Hyperloop Transportation Technologies unveiled on Tuesday a smart material packed with sensors that will be used to craft the capsules for the tubular transit system.
Made from famously lightweight carbon fiber, the material is eight times stronger than aluminium and 10 times stronger than any steel alternative, according to HTT. The advantage of keeping the material, which is called Vibranium, so feather light is that it will reduce the energy needed to propel the capsules across long distances.
Critically, the sensors locked inside the material are able to measure and relay information about the capsules back to an operations base for the proposed high-speed transportation system. The sensors will read the capsule's temperature, stability and integrity in real time in order to guarantee safety and performance, HTT said.
The idea for Hyperloop, the system by which commuters shoot between cities at speeds of up to 700mph, was initially dreamed up by Elon Musk of Tesla and SpaceX fame.
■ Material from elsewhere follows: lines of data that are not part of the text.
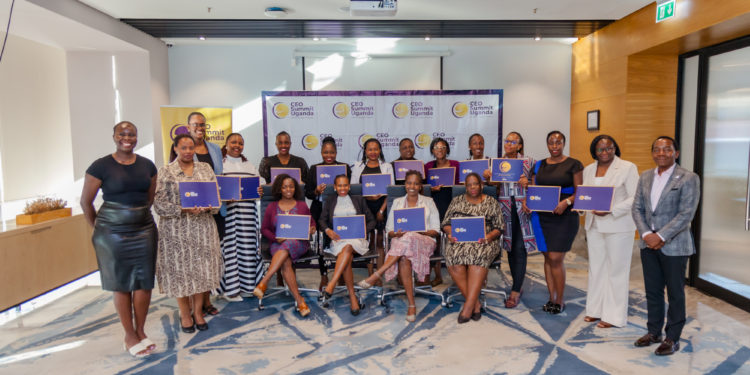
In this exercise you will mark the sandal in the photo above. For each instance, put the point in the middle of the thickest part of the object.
(210, 310)
(137, 350)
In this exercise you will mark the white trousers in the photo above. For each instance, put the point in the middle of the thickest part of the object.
(609, 276)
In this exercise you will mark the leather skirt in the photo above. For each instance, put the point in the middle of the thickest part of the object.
(125, 242)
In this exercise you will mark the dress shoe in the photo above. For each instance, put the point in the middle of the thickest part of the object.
(302, 308)
(647, 340)
(260, 290)
(667, 347)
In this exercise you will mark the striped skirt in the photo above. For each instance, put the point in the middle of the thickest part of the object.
(243, 266)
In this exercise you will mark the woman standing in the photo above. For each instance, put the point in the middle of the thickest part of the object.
(343, 204)
(124, 232)
(518, 237)
(610, 235)
(469, 262)
(441, 194)
(409, 250)
(283, 159)
(314, 192)
(373, 162)
(288, 201)
(243, 265)
(210, 154)
(555, 231)
(189, 260)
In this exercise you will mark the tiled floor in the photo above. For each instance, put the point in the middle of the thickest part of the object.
(80, 334)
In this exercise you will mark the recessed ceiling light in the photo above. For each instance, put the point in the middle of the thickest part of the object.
(275, 12)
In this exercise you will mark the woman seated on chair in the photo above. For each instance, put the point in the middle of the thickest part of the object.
(468, 262)
(410, 250)
(288, 201)
(343, 204)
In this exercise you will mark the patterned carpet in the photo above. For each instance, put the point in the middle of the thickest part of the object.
(82, 335)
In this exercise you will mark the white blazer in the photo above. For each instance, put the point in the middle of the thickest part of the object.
(360, 166)
(623, 175)
(431, 215)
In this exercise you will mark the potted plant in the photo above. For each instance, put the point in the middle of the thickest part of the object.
(43, 209)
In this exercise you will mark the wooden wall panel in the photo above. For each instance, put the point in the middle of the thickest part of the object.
(628, 70)
(37, 258)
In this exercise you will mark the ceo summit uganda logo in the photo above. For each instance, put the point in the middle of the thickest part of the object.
(400, 110)
(280, 110)
(459, 109)
(340, 110)
(310, 141)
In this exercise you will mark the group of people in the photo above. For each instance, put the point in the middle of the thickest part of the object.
(196, 251)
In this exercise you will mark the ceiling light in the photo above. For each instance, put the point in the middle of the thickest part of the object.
(275, 12)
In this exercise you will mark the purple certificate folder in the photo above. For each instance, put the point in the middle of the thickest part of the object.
(349, 227)
(402, 166)
(506, 170)
(542, 198)
(375, 184)
(327, 173)
(249, 187)
(293, 172)
(468, 166)
(409, 219)
(199, 194)
(594, 198)
(467, 229)
(229, 188)
(441, 176)
(293, 227)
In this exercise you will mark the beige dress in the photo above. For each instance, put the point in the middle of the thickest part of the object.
(189, 257)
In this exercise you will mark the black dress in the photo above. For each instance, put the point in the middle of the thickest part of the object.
(125, 238)
(559, 230)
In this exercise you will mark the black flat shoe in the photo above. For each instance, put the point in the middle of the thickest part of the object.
(357, 311)
(188, 329)
(476, 316)
(557, 308)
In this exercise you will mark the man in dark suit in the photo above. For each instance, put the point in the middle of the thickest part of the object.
(664, 205)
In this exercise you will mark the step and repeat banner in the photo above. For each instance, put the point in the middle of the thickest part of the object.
(352, 117)
(174, 122)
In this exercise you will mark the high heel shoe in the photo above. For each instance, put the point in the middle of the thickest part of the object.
(201, 327)
(260, 290)
(413, 317)
(302, 308)
(325, 298)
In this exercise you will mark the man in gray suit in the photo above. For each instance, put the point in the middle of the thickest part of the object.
(664, 205)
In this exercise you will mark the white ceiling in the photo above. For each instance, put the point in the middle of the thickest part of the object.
(407, 9)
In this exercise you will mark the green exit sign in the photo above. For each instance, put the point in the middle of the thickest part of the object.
(664, 10)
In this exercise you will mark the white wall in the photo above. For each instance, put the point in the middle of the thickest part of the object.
(35, 138)
(233, 76)
(535, 77)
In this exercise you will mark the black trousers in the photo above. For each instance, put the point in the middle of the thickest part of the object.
(517, 255)
(660, 271)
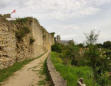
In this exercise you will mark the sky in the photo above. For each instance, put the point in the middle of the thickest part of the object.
(70, 19)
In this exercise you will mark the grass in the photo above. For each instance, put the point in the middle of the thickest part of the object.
(5, 73)
(73, 73)
(44, 71)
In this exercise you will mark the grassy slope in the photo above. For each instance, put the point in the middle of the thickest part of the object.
(5, 73)
(72, 73)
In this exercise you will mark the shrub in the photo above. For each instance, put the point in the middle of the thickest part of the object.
(21, 33)
(57, 48)
(32, 40)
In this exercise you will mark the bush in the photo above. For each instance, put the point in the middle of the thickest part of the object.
(21, 33)
(73, 73)
(57, 47)
(32, 40)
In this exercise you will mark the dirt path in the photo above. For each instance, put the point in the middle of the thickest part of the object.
(29, 75)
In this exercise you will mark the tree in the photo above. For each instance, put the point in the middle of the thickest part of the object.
(95, 60)
(107, 44)
(91, 38)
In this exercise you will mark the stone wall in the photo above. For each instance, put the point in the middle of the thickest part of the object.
(12, 50)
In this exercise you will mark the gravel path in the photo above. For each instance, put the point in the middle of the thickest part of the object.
(29, 75)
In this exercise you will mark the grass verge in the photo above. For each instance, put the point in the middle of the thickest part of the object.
(44, 71)
(73, 73)
(5, 73)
HTT is one of two companies currently trying to bring Musk's vision to life. The other, Hyperloop One, showed off its initial efforts at a working test track earlier this month in the Nevada desert.
HTT has yet to unveil a similar magnetized jet-propulsion system -- the basis of the Hyperloop concept -- but did demonstrate its smart material in action at Pioneer's Festival in Vienna on Tuesday.
HTT is concentrating -- reassuringly -- on safety innovations. The company plans to construct its capsule from dual layers of its smart material so that even if the outside of the capsule is damaged it can continue to operate safely.
"Safety is one of the most important aspects of our system," Dirk Ahlborn, CEO of HTT, said in a statement.